社内の信頼感を高めるには、とにかく一人ひとりの社員と報告、連絡、相談、つまり「報・連・相」でコミュニケーションを取り続けることです。基本中の基本ですが、こういったことを愚直に実行していくことが一番じゃないかと思いますね。
結局どんな大きな企業ももともとは中小企業、もっと言えばスタートは一人なんですよ。人もいない、物もない、カネもないという状況から始まります。
そこから大きくなる企業もあれば、中小零細のまま終わる企業もある。

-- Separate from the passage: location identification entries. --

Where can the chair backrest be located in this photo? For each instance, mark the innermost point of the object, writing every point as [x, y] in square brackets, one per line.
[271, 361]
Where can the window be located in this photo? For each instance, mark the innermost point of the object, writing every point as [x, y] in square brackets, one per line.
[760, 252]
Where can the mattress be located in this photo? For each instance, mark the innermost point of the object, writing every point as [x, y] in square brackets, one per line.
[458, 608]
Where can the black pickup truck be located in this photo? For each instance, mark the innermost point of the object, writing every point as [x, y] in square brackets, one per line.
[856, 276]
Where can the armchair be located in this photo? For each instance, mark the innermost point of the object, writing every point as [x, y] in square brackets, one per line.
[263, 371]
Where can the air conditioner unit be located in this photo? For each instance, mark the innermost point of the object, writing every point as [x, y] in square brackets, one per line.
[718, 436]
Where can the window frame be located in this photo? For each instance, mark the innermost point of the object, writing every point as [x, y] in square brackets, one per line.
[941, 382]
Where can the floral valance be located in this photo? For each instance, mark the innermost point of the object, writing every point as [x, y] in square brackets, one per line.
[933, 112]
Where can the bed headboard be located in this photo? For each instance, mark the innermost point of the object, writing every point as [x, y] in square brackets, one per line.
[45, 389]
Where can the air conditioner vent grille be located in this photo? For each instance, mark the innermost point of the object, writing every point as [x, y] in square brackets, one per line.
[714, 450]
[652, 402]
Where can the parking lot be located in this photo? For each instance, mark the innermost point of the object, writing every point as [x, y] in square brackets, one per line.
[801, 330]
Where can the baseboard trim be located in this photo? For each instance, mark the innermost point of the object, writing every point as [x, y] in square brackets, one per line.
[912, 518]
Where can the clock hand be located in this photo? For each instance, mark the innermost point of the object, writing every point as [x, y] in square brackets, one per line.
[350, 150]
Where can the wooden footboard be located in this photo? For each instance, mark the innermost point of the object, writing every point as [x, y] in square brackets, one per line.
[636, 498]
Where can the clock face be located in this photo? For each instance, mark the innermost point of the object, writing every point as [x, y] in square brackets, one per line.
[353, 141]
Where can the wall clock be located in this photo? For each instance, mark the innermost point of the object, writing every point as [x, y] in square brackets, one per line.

その違いは何かと私なりに考えてみると、やはり経営者の器、資質に拠るところが大きいと思います。
よく言いますでしょう、企業はトップ以上に大きくならないと。やはり自分を中心にした小成に甘んじる経営者は伸びない、ということは言えると思います。
それを防ぐためには、まず経営は一人ではできないと自覚して、人、商品、資金という経営資源の構築力に優れた人材をどんどん起用する。若い人も年配の人も織り交ぜながら、二人三脚経営、あるいは三人寄れば文殊の知恵経営が望ましいと思います。
いくら組織を整えても、やはり経営者自身が高い志を持ち続けていないと難しい。これは私の人生観にも繋がるものですが、トップが
「一生勉強、一生危機感、一生青春、一生情熱」
という4つのスタンスを身につけているか。そういう生き方を貫いて、示していくことが大切です。
ただ人間は放っておくと心が病気になるんです。症状には4つあって、一つ目は「自惚れ」、二つ目に「驕り」、三つ目に「マンネリ」、そしてベースにあるのは「甘え」ではないかと思います。
失敗している経営者は必ずこの心の生活習慣病にかかっていますから、絶えず自制していかなければならないということです。